FILE PHOTO: Golden State Warriors guard Stephen Curry (30) moves the ball as center JaVale McGee (1) provides the screen against Los Angeles Clippers guard Patrick Beverley (21) during the first half at Staples Center, October 30, 2017; Los Angeles, CA, USA. Mandatory Credit: Gary A. Vasquez-USA TODAY Sports
LOS ANGELES (Reuters) – With each passing trip to the NBA Finals, the Golden State Warriors add to the championship miles that threaten to stall their run.
The price of continued excellence in the National Basketball Association (NBA) is the grind of long seasons and the challenge of sustaining concentration throughout.
Having reached the last three NBA Finals, winning two, the Warriors have shown signs of such weariness during their inconsistent 5-3 start to the campaign.
But helping to balance the redundancy of another Golden State regular season is the insertion of new faces.
Reserves like Omri Casspi of Israel, Nick Young and rookie Jordan Bell will not steal any headlines from Stephen Curry or Kevin Durant this season but their arrival is invaluable to the Warriors’ long journey.
“It’s always important to add some new guys, new blood to a championship team,” Warriors coach Steve Kerr told Reuters following his team’s 141-113 rout of the Los Angeles Clippers on Monday.

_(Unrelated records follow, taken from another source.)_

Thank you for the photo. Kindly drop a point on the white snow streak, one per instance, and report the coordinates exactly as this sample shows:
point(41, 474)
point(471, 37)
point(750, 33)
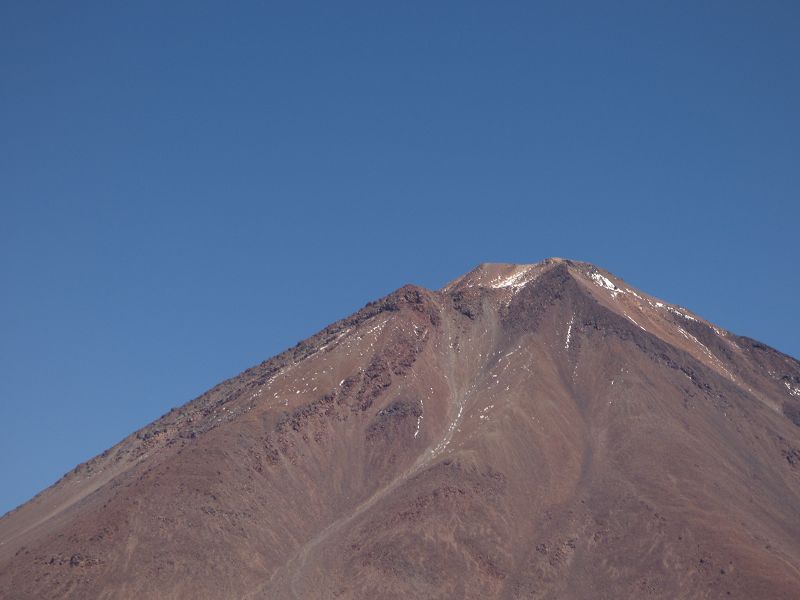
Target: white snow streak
point(569, 332)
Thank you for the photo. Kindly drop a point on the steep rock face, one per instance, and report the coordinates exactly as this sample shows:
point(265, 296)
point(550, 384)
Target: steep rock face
point(528, 431)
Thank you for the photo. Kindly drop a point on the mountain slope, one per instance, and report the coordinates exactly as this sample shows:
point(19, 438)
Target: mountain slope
point(528, 431)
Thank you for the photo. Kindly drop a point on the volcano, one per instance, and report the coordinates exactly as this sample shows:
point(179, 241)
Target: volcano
point(528, 431)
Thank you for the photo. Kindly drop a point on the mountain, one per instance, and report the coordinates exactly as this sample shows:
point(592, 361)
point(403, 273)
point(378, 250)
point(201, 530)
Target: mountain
point(528, 431)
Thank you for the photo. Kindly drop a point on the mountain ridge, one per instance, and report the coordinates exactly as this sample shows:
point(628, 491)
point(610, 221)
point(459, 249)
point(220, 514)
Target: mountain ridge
point(404, 396)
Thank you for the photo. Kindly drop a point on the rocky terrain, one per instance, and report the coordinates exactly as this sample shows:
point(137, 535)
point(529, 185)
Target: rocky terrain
point(528, 431)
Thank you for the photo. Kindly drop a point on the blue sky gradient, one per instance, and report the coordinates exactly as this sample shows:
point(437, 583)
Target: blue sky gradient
point(186, 190)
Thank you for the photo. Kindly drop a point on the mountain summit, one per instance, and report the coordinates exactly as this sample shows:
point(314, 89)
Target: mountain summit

“I think that’s where Omri, and Nick and Jordan Bell come into play. They will help us through the year for sure.”
When the Warriors enter each off-season to target acquisitions it is not just to retool, but to refresh.

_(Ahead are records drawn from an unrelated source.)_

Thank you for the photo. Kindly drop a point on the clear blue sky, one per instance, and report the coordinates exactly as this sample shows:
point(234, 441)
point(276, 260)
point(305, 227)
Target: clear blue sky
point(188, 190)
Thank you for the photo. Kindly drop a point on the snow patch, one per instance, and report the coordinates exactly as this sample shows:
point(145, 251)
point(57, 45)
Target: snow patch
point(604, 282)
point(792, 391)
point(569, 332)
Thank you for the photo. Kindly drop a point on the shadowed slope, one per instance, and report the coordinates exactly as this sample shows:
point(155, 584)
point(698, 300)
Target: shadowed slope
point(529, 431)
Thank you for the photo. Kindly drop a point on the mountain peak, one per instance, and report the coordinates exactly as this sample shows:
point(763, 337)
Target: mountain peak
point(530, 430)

Last season, veteran pick ups like David West, Zaza Pachulia and JaVale McGee renewed the team’s spirit and helped propel another title run.

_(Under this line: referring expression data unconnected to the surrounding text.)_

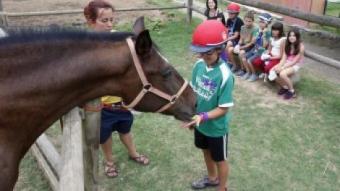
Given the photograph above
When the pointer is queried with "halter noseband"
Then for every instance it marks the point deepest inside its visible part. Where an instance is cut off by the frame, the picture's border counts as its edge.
(147, 87)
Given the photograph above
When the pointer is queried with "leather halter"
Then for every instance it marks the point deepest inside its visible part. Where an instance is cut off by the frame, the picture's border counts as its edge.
(147, 87)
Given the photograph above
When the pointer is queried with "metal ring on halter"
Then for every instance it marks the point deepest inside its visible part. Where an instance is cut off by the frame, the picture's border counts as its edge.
(173, 99)
(147, 87)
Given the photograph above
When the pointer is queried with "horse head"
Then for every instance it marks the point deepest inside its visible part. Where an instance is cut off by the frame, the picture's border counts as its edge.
(164, 88)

The Warriors are counting on the same effect from this year’s fresh faces.
Chemistry and good vibes aside, Casspi brings versatility at 6-foot-9 as a ball handler and passer; Young is a fun-loving streak shooter and Bell is a spry athlete.
“I think they’re better when you look at all the stuff they’ve added,” said Clippers coach Doc Rivers. “I think they had a great summer.”
The Warriors were a unit in command of all their weapons against Los Angeles on Monday, shooting and passing the Clippers out of the arena.
“Great teams have that balance where every night, no matter what lineup is out there you know what your identity is and how you’re going to get a win,” Curry said.
This year’s version of the Warriors are still finding that identity, and Kerr knows the season will include letdowns like the team’s blown lead defeats to Houston and Detroit this month.
Kerr remembers playing for the two-time defending champion Chicago Bulls who began their 1997-98 campaign with a lackluster 8-7 mark.
“There’s a mental fatigue (after winning championships) more than anything. You feel it after a number of years,” Kerr said.
“I can tell this year is going to be a lot harder than that first year (in 2014).”